Lent Devotional: Acts 2:42-47
by Jonathan Haefs
Today’s devotional is authored by Brad Brown
And they devoted themselves to the apostles’ teaching and the fellowship, to the breaking of bread and the prayers. And awe came upon every soul, and many wonders and signs were being done through the apostles. And all who believed were together and had all things in common. And they were selling their possessions and belongings and distributing the proceeds to all, as any had need. And day by day, attending the temple together and breaking bread in their homes, they received their food with glad and generous hearts, praising God and having favor with all the people. And the Lord added to their number day by day those who were being saved.
What is the church?
Is church a building we go to on Sunday mornings? Is church a service we attend to sing praises and hear preaching?
If there’s one thing quarantine in the midst of a global pandemic is doing for me, it’s reminding me that the church is a people. Jesus’ people. This is why we can say in a time like this that the church isn’t “closed.” The church’s building may be closed. The church’s service may be live-streamed. But the church, the body of Christ, is very much open.
I’ve loved this passage in Acts 2 for many years. It warms my heart and brings me joy to think of how the first church operated—they devoted themselves to studying the apostles’ teaching (which is now written down for us in the New Testament), praying, eating together and taking communion. We’ve continued these practices as the church. I always feel convicted, though, when Luke tells us: “And all who believed were together and had all things in common. And they were selling their possessions and belongings and distributing proceeds to all, as any had need.”
By “all things in common” he doesn’t mean that all members of the church liked the same sports teams or had the same favorite foods. The church was made up of all walks of life, both sexes, and all social statuses. He means that the church members shared what they had with one another. No one held too tightly to their money or possessions. Luke goes on to say that people sold their possessions to have money to give the poor in their body.

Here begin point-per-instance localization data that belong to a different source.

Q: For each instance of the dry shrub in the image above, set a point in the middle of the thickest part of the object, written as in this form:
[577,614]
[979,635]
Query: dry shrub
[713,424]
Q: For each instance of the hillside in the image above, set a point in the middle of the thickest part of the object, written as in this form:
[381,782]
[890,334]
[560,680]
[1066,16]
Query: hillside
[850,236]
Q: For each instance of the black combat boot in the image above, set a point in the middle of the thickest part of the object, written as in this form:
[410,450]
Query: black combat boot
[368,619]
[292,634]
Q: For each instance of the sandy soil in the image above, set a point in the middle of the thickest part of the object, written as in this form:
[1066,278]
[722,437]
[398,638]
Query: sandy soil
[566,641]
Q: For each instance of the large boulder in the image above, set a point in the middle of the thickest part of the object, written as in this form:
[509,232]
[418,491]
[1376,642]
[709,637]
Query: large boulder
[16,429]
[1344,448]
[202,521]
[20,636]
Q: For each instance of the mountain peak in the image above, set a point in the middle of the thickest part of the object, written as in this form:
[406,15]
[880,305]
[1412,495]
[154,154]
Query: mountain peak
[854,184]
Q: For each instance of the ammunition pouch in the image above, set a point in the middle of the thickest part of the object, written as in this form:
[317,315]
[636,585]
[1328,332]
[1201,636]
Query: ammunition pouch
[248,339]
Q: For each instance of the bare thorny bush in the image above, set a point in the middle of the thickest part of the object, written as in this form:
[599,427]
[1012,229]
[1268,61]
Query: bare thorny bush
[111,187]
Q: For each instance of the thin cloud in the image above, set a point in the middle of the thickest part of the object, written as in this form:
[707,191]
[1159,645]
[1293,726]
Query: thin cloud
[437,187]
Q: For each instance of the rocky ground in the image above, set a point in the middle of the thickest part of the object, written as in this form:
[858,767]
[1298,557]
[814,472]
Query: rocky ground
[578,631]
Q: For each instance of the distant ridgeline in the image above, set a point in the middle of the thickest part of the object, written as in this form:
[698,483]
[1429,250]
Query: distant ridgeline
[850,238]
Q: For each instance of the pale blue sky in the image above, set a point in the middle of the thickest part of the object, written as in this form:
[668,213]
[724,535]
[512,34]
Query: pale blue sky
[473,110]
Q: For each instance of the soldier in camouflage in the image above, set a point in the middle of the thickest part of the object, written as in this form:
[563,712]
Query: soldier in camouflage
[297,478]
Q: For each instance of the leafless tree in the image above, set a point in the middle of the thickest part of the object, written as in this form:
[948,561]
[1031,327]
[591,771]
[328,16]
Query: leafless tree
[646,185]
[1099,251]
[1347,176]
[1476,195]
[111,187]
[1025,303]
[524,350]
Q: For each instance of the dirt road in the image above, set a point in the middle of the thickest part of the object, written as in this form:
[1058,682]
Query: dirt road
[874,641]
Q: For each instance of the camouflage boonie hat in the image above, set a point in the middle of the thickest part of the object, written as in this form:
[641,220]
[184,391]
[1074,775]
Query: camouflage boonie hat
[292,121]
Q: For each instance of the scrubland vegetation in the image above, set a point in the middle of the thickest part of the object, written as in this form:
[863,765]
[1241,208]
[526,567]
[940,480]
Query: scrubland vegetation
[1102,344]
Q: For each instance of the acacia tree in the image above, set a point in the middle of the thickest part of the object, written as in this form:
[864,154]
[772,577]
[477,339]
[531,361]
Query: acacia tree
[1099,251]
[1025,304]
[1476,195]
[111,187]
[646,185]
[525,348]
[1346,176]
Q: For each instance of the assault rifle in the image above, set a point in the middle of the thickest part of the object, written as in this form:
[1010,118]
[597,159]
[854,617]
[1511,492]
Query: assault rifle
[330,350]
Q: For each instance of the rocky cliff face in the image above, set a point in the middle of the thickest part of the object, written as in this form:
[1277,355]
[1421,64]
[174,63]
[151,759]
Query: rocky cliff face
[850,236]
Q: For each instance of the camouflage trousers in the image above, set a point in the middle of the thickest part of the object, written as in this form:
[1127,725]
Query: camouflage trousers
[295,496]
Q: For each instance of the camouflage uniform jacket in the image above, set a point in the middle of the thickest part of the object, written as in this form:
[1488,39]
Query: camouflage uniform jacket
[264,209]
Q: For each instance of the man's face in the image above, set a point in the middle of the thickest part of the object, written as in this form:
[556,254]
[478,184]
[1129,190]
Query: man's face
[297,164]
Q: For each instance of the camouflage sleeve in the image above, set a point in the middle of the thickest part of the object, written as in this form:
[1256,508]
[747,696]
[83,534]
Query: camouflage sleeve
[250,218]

I believe this generosity has fallen out of practice in many of our churches, unfortunately. The American mentality of “what’s mine is mine” often reigns in our greedy hearts. I know it does in mine. But if there was a time to repent of this, it is now.
How can we be the church in a global pandemic? Yes, we continue to fellowship with one another—albeit virtually—and continue to study Scripture and pray. But perhaps now is the time to take a page from the early church’s book and make sure that none in our body go hungry. Now is the time to consider the needs we can meet. This can be buying someone’s dinner or giving a lonely friend a phone call.
Jesus came not just to heal people spiritually, but physically as well. He fed the hungry. He healed the sick. He showed compassion to the poor and the outcast. Let us serve the Lord Christ by loving his body well. You can contact the church office, email@example.com, if you would like to be an errand-runner for those in our body who need to stay home. This is a tangible way we can serve Christ’s church! And it is my prayer that even in the midst of a pandemic, the Lord will add to our number daily those who are being saved.